Is There Still Room for a Convention Hotel?

Of downtown Minneapolis’s 5,000 hotel rooms, more than 3,500 are connected by skyway to the Minneapolis Convention Center, and the new and proposed hotel projects promise another 500 rooms in the coming years. Even so, without a new convention headquarters hotel, Minneapolis will continue to lose convention-market share, says Greg Ortale, president and CEO of Meet Minneapolis, Official Conventions & Visitors Association (MCVA).

“The market has outgrown us,” Ortale says. “In our competitive set, we have a 2,800-room disadvantage within walking distance of the convention center, compared to cities like Denver, St. Louis, Indianapolis, and others.”

The primary problem is one of convenience, Ortale explains. Denver and St. Louis, for example, each recently built 1,100-room convention hotels, which can easily hold whole conventions or significant sections of large groups. Though the Twin Cities metro area has the capacity to accommodate conventions of, say, 3,500 people or more, groups that size have to be sectioned off in several hotel blocks—a meeting planner’s nightmare. Also, groups must incur the hefty cost of providing transportation for their people to and from the convention center.
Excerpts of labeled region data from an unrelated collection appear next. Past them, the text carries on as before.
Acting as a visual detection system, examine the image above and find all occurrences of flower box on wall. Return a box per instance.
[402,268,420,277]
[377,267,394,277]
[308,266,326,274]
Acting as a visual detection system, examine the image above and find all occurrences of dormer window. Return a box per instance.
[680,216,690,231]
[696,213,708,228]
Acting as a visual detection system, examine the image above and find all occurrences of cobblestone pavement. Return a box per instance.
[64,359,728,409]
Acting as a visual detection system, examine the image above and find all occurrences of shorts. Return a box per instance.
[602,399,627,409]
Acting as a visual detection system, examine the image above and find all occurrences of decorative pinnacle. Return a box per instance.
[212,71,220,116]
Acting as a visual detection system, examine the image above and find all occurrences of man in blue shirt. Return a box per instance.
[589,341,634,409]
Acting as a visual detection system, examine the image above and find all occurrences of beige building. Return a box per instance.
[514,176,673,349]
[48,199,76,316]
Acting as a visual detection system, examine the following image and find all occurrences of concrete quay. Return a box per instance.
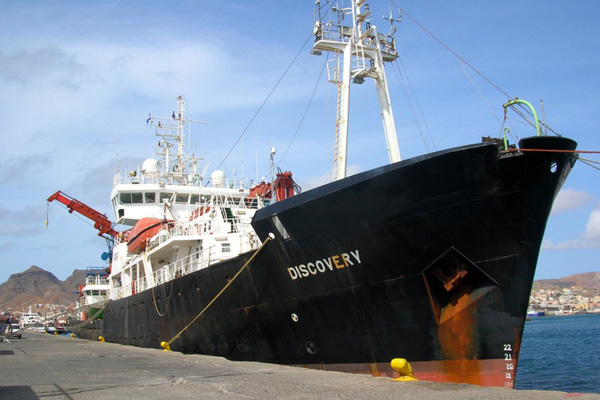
[0,333,600,400]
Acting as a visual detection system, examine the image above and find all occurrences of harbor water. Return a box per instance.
[515,314,600,393]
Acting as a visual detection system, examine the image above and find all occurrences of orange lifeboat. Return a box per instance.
[127,218,169,254]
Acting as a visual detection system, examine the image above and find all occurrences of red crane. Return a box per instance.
[48,190,119,237]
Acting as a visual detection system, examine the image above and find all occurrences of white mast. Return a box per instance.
[313,0,401,180]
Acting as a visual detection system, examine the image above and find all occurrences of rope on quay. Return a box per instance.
[160,233,275,351]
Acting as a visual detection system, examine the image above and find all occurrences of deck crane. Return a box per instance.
[46,190,119,261]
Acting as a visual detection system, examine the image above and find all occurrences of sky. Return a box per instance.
[0,0,600,283]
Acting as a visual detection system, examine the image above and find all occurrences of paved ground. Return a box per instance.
[0,333,600,400]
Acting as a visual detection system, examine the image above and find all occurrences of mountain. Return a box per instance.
[0,265,85,311]
[533,272,600,290]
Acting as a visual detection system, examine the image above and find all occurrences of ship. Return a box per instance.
[54,0,577,387]
[75,267,109,321]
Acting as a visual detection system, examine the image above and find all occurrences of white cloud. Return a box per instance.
[583,210,600,244]
[552,188,594,214]
[542,209,600,251]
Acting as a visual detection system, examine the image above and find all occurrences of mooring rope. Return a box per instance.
[160,233,275,351]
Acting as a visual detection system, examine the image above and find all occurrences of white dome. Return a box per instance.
[210,170,225,187]
[142,158,160,175]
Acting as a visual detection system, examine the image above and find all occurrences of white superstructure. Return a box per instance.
[109,96,271,299]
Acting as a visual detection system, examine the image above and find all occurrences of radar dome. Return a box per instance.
[210,170,225,187]
[142,158,160,176]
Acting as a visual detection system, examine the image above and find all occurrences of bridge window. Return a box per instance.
[175,193,190,204]
[144,192,156,203]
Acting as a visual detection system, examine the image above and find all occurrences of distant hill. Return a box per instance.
[533,272,600,290]
[0,265,600,311]
[0,265,85,311]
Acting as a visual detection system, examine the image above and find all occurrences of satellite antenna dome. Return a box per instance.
[210,170,225,187]
[142,158,160,176]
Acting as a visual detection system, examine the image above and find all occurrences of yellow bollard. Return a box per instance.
[390,358,418,382]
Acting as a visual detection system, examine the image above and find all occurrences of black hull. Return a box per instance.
[80,137,576,387]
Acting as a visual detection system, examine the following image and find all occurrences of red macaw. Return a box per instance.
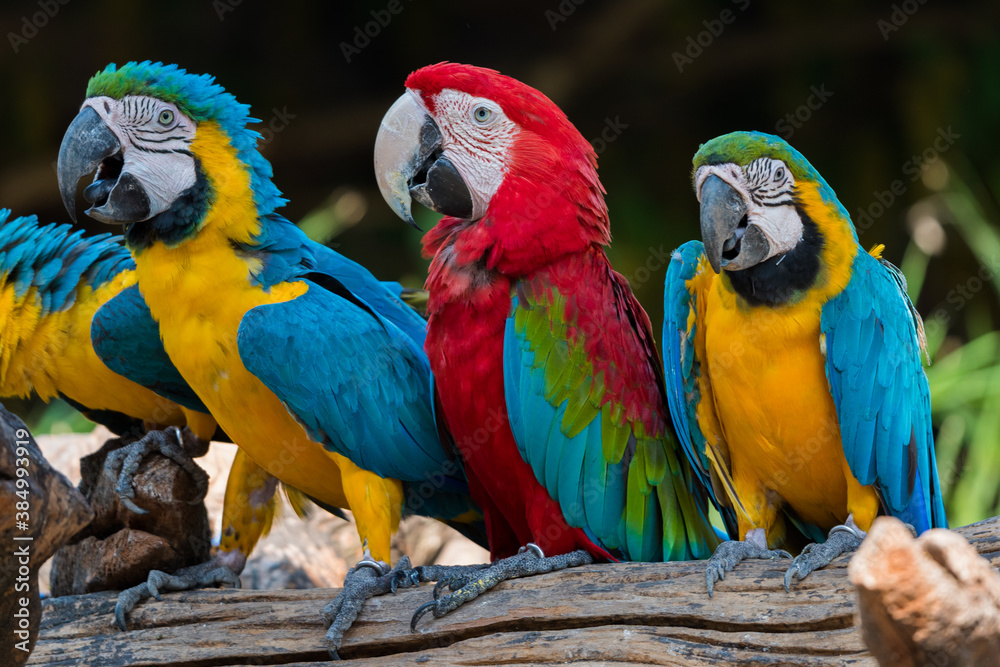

“Groups are finding they can get a much more convenient package elsewhere,” Ortale says. And that’s increasingly becoming a deal breaker. For the convention center’s fiscal year 2006, which Ortale described as “soft,” Minneapolis lost on bids for groups that, collectively, would have totaled more than 590,000 room nights. “We had been batting 50 percent. At 50 percent,” he says, “you’re talking close to 300,000 additional room nights, which would have made this a record-breaking year.”

The Minneapolis City Council has suggested that if MCVA could interest a developer in the project, the council would evaluate it through the regular process. Ortale says that the incoming hotels are all too small (the largest one is 214 rooms) and too scattered to obstruct the MCVA’s forward progress.

Some industry observers disagree. “Every room you add is one more room that is not needed by a convention hotel,” says Russell Nelson, president of Nelson Tietz & Hoye in Minneapolis. “So there’s no question that the 300, 400, or 500 new rooms downtown are a direct hit on the feasibility of a convention hotel.”

Steve Sherf of GVA Marquette Advisors says that the success of a convention hotel would hinge on its ability to fill rooms on days when the convention center is dark. “But if we have three new hotels in downtown Minneapolis, it might dilute some of the downtown demand, so there won’t be as much demand to slide over to the convention hotel,” he says.

Ortale remains optimistic. “I think, ultimately, we will see something occur,” he says. “I just don’t know when.”